The effort comes as President Joe Biden’s administration looks for ways to stymie a nearly completed energy project that could serve as a major financial and geopolitical boon to Moscow, the Politico news service reported.
Amos Hochstein, who served as the special envoy and coordinator for international energy affairs under President Barack Obama, was informally offered the role late last month, Politico reported, citing “current and former U.S. officials” it did not name.
Hochstein, who was a close adviser and confidant to Biden in the latter's former role as vice president, is being vetted and has not yet accepted the job, Politico added.
It also reported that Hochstein late last year stepped down from the supervisory board of the Ukrainian energy company Naftogaz.

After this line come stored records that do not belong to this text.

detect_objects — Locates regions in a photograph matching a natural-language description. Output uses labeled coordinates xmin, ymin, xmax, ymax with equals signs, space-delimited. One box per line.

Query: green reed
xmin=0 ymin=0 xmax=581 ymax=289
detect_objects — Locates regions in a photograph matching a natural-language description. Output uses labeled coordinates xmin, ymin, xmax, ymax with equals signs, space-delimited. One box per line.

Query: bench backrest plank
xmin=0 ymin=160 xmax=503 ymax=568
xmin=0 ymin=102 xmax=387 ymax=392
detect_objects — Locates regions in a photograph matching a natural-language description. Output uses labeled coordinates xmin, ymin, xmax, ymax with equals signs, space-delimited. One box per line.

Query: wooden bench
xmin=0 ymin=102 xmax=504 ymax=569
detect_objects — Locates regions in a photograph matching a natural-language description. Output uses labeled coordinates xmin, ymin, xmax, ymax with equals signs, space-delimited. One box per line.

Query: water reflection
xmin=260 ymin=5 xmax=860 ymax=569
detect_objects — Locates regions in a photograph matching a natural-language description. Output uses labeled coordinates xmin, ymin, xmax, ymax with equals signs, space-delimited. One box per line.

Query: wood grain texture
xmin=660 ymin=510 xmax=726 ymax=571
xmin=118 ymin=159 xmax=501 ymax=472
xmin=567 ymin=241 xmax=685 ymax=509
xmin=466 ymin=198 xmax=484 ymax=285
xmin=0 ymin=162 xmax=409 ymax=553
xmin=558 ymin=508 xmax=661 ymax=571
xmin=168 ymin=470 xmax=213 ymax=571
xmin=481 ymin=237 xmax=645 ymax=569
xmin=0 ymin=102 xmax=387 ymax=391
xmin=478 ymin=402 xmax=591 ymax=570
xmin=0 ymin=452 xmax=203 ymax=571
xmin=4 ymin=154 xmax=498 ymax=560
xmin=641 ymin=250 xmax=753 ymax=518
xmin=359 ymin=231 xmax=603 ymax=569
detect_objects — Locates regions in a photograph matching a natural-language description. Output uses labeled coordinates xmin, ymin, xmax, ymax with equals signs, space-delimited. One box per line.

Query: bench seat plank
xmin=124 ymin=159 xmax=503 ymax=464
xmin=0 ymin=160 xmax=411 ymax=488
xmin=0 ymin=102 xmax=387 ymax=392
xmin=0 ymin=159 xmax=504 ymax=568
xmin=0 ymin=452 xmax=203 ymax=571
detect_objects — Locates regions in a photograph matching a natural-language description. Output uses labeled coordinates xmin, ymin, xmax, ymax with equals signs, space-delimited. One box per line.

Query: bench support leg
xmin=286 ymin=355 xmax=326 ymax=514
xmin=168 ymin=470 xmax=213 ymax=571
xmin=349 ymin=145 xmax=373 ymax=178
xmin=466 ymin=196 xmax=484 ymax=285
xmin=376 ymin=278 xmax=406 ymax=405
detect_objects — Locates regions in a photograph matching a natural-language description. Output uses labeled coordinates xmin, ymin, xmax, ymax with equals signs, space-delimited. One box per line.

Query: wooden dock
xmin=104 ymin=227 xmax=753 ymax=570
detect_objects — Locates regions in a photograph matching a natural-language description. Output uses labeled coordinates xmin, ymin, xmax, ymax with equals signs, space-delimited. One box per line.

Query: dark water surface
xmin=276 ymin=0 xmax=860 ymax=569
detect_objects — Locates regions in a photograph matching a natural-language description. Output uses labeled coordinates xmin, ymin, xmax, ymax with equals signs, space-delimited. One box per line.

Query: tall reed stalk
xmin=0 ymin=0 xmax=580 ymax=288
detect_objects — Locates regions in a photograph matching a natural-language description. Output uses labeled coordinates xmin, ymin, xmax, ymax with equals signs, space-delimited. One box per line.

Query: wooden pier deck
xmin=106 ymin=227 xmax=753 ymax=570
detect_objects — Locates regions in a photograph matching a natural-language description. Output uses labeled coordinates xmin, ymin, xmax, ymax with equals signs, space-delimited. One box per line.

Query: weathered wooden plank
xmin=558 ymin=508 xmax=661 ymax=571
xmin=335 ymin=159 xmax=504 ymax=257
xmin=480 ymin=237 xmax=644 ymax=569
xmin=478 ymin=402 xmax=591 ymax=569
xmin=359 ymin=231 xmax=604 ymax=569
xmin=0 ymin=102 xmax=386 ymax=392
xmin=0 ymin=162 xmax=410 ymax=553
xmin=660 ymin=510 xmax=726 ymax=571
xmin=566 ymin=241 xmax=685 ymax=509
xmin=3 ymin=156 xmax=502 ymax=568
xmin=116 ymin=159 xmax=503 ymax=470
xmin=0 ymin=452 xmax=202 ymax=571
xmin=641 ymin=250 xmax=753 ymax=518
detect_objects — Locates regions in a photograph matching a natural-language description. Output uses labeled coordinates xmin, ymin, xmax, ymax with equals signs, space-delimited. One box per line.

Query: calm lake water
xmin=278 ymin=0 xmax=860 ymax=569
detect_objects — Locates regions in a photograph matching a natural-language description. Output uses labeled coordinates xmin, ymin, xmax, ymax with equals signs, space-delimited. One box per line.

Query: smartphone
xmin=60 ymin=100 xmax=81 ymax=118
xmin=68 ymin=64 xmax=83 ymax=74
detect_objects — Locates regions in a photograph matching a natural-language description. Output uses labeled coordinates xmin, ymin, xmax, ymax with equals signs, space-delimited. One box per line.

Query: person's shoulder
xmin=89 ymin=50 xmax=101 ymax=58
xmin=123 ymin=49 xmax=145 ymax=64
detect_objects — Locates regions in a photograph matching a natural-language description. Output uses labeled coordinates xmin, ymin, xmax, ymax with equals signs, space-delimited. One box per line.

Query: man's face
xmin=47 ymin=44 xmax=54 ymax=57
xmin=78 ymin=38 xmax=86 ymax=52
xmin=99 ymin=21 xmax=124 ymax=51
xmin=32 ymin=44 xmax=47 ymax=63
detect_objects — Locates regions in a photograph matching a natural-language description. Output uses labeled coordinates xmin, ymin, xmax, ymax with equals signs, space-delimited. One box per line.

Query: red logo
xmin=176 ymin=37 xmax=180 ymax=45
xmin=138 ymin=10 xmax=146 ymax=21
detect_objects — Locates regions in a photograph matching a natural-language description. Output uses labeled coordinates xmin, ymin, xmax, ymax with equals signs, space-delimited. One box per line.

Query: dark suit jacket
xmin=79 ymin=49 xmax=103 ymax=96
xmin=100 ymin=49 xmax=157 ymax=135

The potential appointment of an envoy indicates a new strategic focus by the US administration amid consensus that “the thorny geopolitics surrounding Nord Stream 2 now requires more dedicated attention,” according to Politico.
The move is also a nod to pressure from the US Senate, where both Republicans and Democrats have been pushing the Biden administration to effectively cripple the controversial pipeline, which is already nearly 96 percent finished, the news service reported.
A high-ranking German politician last month called for a construction moratorium on the Nord Stream 2 project, according to a report at the time by a Polish website.
US Secretary of State Antony Blinken warned in March that the Nord Stream 2 pipeline being built from Russia to Germany could undermine the interests of a number of NATO allies, including Poland.
Speaking on a visit to NATO headquarters in Brussels, Blinken said Biden “believes the pipeline is a bad idea, bad for Europe, bad for the United States.”
Nord Stream 2, designed to double the capacity of the existing Nord Stream undersea gas pipeline, is expected to send around 55 billion cubic metres of Russian natural gas a year directly to Germany under the Baltic Sea while bypassing the Baltic states, Poland and Ukraine.
Poland has strongly criticised the gas link amid concerns that the pipeline will make the European Union more dependent on Russian gas.